Cette interaction entre une dynamique intrinsèque et des perturbations externes s’observe non seulement lorsque seules quelques espèces sont en interaction, mais aussi dans le cas de communautés riches (ensemble de populations de nombreuses espèces) voire d’écosystèmes entiers (incluant également les variables abiotiques, par exemple la chimie du sol). Nous prenons maintenant l’exemple des perturbations fréquentes des écosystèmes forestiers.
Les forêts et leurs perturbations
De nombreuses zones favorables à l’établissement d’un écosystème forestier suivent ce que l’on appelle une succession écologique, au sens où des espèces végétales dites pionnières commencent à coloniser un sol nu, qui ensuite s’enfriche, faisant place à des arbustes, puis des arbres, avec de temps à autre une espèce d’arbre qui finit par dominer, comme dans la forêt boréale. Les tempêtes, le feu et parfois les pathogènes des arbres ont pour effet de perturber l’état final de la succession, de « remettre les pendules à zéro » en quelque sorte. Pourvu que les effets du feu ou des tempêtes ne soient pas spatialement uniformes, ces perturbations rares à l’échelle humaine (quelques-unes par siècle) mais récurrentes sur l’échelle temporelle de la dynamique des forêts (plusieurs siècles voire millénaires) permettent de maintenir une diversité des paysages et des espèces végétales [9, 10, 11].

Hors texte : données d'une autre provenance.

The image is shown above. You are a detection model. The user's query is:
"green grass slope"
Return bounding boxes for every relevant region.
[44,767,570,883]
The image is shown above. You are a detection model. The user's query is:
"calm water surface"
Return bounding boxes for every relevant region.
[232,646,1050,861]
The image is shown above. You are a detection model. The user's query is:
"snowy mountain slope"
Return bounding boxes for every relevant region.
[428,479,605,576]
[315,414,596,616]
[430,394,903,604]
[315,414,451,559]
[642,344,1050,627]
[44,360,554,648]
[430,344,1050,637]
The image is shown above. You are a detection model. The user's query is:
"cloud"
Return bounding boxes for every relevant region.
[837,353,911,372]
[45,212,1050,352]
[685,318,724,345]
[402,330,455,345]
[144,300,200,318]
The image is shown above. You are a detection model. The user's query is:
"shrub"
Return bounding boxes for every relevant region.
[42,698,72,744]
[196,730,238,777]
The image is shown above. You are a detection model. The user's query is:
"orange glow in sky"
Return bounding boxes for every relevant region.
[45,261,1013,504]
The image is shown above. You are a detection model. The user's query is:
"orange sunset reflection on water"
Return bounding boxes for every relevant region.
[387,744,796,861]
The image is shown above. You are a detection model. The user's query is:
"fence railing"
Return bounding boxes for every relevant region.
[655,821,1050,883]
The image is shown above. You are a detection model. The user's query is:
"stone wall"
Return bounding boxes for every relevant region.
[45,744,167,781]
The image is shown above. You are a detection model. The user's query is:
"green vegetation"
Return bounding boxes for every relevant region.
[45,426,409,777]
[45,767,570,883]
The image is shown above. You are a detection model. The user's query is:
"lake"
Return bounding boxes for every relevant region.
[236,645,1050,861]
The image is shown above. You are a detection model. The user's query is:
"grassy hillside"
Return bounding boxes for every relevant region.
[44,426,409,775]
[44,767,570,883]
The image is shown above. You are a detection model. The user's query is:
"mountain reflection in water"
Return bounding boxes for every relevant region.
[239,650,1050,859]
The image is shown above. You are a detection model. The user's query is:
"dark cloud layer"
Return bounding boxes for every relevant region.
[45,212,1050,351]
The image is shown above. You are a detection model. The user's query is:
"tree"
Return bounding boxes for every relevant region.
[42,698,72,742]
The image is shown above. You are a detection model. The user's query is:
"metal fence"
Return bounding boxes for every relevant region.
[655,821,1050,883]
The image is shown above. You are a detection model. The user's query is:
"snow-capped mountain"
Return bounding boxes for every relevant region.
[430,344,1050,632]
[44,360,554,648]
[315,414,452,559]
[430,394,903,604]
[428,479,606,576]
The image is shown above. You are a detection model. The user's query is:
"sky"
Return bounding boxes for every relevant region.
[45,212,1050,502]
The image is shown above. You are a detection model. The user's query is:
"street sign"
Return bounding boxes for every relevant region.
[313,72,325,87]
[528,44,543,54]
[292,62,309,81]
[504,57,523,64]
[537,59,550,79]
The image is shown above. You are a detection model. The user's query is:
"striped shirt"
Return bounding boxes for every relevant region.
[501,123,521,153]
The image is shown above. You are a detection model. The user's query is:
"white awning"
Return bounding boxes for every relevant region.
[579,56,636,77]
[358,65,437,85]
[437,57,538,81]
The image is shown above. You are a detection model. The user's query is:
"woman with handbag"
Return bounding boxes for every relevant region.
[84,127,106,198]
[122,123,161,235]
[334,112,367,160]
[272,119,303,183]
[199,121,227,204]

En effet, bien que souvent envisagés comme des phénomènes dramatiques, les feux de forêt n’ont pas que des impacts négatifs sur ces écosystèmes, et peuvent même avoir des effets positifs sur la biodiversité [11]. De petits feux fréquents peuvent empêcher l’accumulation de biomasse qui constitue sinon un substrat propice au développement de grands feux plus dommageables. Ils créent également une mosaïque de milieux (de grands feux constituent à l’inverse une forte perturbation spatialement uniforme). Dans les forêts boréales, le régime de perturbation par le feu permet ainsi le maintien d’une diversité floristique et faunistique (Fig. 3), avec recolonisation rapide des zones brûlées par les graines venant de la banque de graines du sol ainsi que des plantes des milieux environnants. Cela dit, l’effet bénéfique de ces perturbations par le feu n’est pas généralisable à tous les écosystèmes. D’autres forêts, comme la forêt tropicale humide, sont bien plus sensibles aux incendies. Cette sensibilité est également observable pour des écosystèmes anthropisés : une forêt de plantation en milieu tempéré à aride, par exemple, risque de bien moins supporter les incendies que la forêt boréale même si cette dernière est également dominée par un petit nombre d’espèces d’arbres. Les avantages comparés des différentes stratégies de gestion du feu dans des forêts gérées sont l’objet de recherches actuelles [13], notamment dans un contexte de changement climatique où la suppression totale des feux est délicate.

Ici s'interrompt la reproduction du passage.